It’s taken me a long time to realize the above statement, but if you stare at something long enough, the truth will reveal itself. I make this blanket statement not because of any isolated or recent incident, but after making some very sobering realizations about myself based on how the people in my life act around me.
First, I’d like to say that I am very envious of my wife, Heather. She has a clarity of vision about people that I do not possess. For the first five years of his life, I had no real connection to our son, Marc. It took her repeatedly telling me that underneath his fussy, hard-to-figure exterior there was a really special little boy for me to actually get it.
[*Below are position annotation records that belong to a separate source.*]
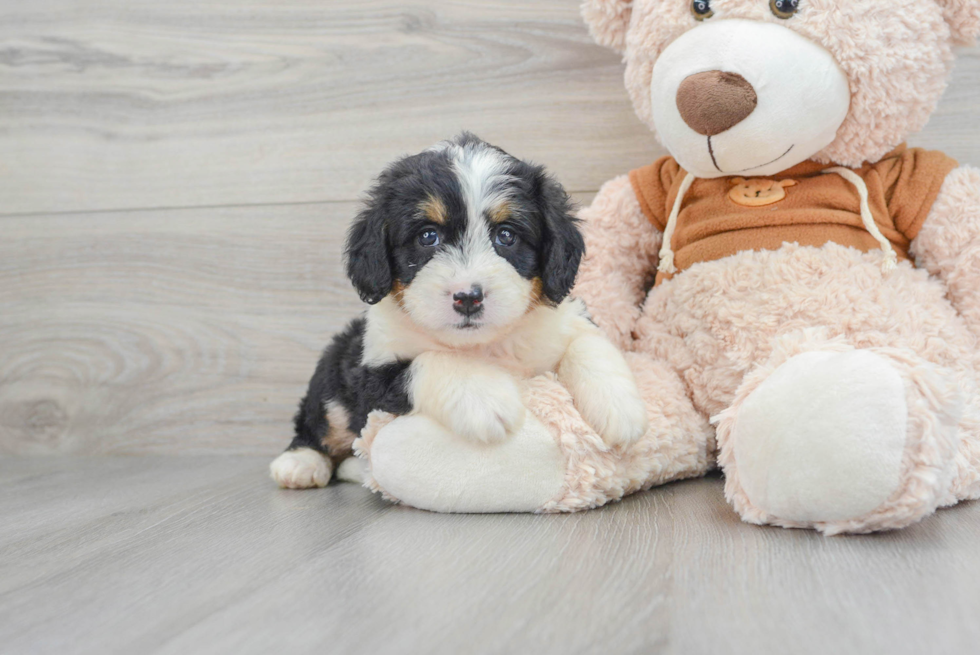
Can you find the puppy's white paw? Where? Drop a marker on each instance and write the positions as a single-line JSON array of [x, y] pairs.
[[490, 416], [621, 421], [301, 469]]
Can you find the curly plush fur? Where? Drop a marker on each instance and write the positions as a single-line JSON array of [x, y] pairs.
[[703, 345]]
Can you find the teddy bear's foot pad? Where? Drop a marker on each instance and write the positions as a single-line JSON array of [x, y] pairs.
[[420, 463], [822, 438]]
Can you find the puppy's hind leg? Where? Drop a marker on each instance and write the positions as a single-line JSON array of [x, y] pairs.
[[306, 462]]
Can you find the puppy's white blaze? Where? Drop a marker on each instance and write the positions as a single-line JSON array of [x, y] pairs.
[[474, 261], [482, 180]]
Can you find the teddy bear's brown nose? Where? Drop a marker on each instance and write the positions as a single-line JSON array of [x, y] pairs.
[[715, 101]]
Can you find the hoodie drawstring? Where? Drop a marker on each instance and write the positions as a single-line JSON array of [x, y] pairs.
[[666, 264]]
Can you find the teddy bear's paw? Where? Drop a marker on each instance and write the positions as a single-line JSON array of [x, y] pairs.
[[302, 468], [846, 441], [488, 417]]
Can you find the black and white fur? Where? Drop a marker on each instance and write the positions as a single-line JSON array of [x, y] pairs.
[[466, 256]]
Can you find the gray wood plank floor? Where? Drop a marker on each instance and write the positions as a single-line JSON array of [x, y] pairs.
[[175, 179], [203, 554]]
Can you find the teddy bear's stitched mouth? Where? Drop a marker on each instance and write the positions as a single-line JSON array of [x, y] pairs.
[[711, 152]]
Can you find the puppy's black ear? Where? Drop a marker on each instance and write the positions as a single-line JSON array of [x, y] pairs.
[[368, 265], [562, 246]]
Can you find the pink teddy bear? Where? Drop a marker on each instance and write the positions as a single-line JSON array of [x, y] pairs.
[[797, 293]]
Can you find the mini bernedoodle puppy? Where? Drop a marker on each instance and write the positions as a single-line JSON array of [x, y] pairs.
[[466, 256]]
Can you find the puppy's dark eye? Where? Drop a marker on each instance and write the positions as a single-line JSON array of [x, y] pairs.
[[428, 237], [784, 8], [701, 9], [505, 237]]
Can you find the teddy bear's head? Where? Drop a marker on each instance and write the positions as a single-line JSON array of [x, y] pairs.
[[734, 87]]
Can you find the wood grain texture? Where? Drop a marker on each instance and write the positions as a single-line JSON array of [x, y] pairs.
[[130, 104], [178, 555], [191, 331]]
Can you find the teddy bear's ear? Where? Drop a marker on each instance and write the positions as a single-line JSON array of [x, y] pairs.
[[963, 17], [608, 21]]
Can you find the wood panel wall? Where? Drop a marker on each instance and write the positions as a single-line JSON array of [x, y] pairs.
[[176, 177]]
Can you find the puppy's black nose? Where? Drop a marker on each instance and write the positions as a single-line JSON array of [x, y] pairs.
[[469, 302]]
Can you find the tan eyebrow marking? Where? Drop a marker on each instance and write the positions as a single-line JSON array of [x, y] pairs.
[[434, 209]]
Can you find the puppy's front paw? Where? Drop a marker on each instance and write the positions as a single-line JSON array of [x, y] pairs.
[[488, 417], [300, 469], [621, 421]]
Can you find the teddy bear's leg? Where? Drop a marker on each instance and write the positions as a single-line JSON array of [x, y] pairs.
[[554, 463], [841, 440]]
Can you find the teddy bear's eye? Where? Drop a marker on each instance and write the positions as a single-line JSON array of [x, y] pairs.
[[784, 8], [701, 9]]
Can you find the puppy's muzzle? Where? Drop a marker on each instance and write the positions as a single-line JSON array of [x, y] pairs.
[[469, 303]]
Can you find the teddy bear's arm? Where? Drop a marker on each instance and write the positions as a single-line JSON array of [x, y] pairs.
[[621, 248], [948, 245]]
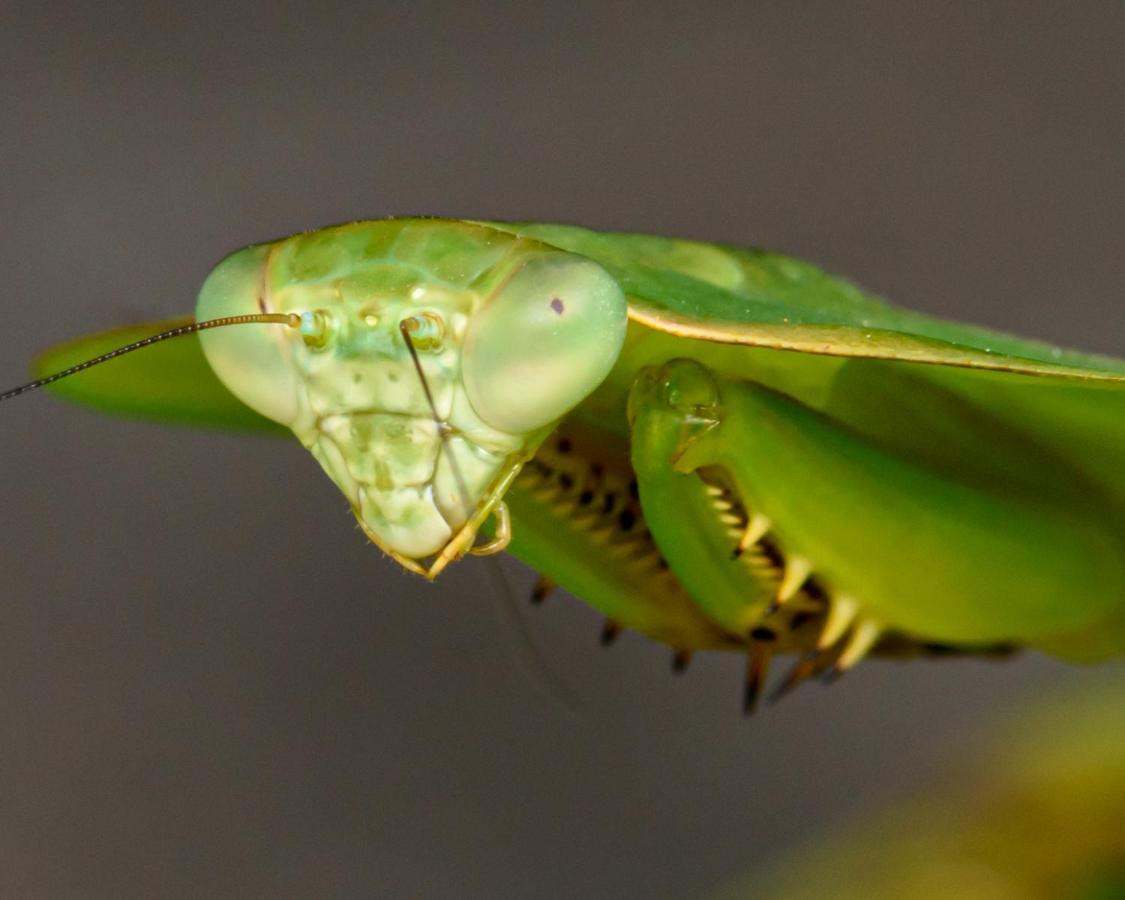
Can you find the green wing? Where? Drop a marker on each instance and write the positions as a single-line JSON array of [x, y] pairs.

Now, as my son is getting ready to turn eleven, I am amazed on a daily basis in regards to his wit, his joy, and his thoughtfulness. Marc is a blessing that I am proud to call my son. My wife and daughter are also great blessings. I see what special people they are and how important they are in my life and I wonder what the hell they, or anyone else, see in me.
I am surly. I am un-medicated bi-polar. I talk a lot of shit and do nothing. I have friends, but it isn’t like they call me all the time wanting to hang out. I’ll admit as we get older, each of has other obligations that take higher priority. That’s just life. Lately though, it seems as if it’s always me doing the calling, asking what they’re up to and if they want to do something. Basically, about the only time any of my current friends call me is to see what the current gaming situation is. Is one happening? When? Where? Etc., Etc..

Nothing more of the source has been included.